Jun 27, 2014 at 12:04 AM
Edited Jun 27, 2014 at 12:06 AM
We have a very large file (~600MB) to download. While the download operation works perfectly and consistently well in Windows, it has a nasty habit of timing out on iOS/OSX with the error "Failed to read response body" (located in the Casablanca file http_linux.cpp) - or at least acting like it's timing out. Several aspects of its behavior are rather maddening:
  • The input file stream is very visibly receiving data during the entire 30-second window leading to the timeout. In fact, if you specifically suppress the timeout error from killing the calling task, the stream will continue to receive data and stop properly when the full file has been downloaded.
  • The problem is somewhat consistent, but not completely.

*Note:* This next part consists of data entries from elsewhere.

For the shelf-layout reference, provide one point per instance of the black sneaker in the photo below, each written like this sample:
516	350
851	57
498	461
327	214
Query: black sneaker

About one time out of ten or twenty, the timeout error will not be thrown at all, and the download operation will succeed in full (which takes about 2 minutes on a MacBook Pro, and longer on an iPad).
We have attempted to fix this by:
  • Increasing the timeout significantly (works - at least at our LAN speed - but obviously not an acceptable solution)
  • Decreasing the chunk size within the client_config object (no effect)
  • Switching between HTTPS and HTTP endpoints (no effect)
  • Replacing the entirety of the affected calling code in our project with the code in the official Casablanca http client tutorial (https://casablanca.codeplex.com/wikipage?title=Http%20Client%20Tutorial) (no effect)
The unfortunately inconsistent nature of the bug leads us to believe that the problem lies somewhere in the interaction between the timer thread and the request thread within http_linux.cpp, but after a few hours of combing through this code manually, we have no real idea where that interaction is even supposed to take place (though admittedly we are not terribly familiar with Boost). As far as we can tell, the timeout operation is only supposed to trigger if the linux_request_context shared pointer goes out of scope, and we can find no place between request creation and the end of response streaming where that would happen.

We are using Boost 1.55.0 and Casablana 2.1.

Any thoughts?
Jun 27, 2014 at 7:34 PM
FYI, I submitted a pull request with a change to http_linux.cpp that will reset the timeout timer when data is received. The changes fix this issue.
Jun 27, 2014 at 11:39 PM
Great work, thanks. We'll look at inclusion of this pull request into the next release.

Thanks again for finding this issue and fixing it!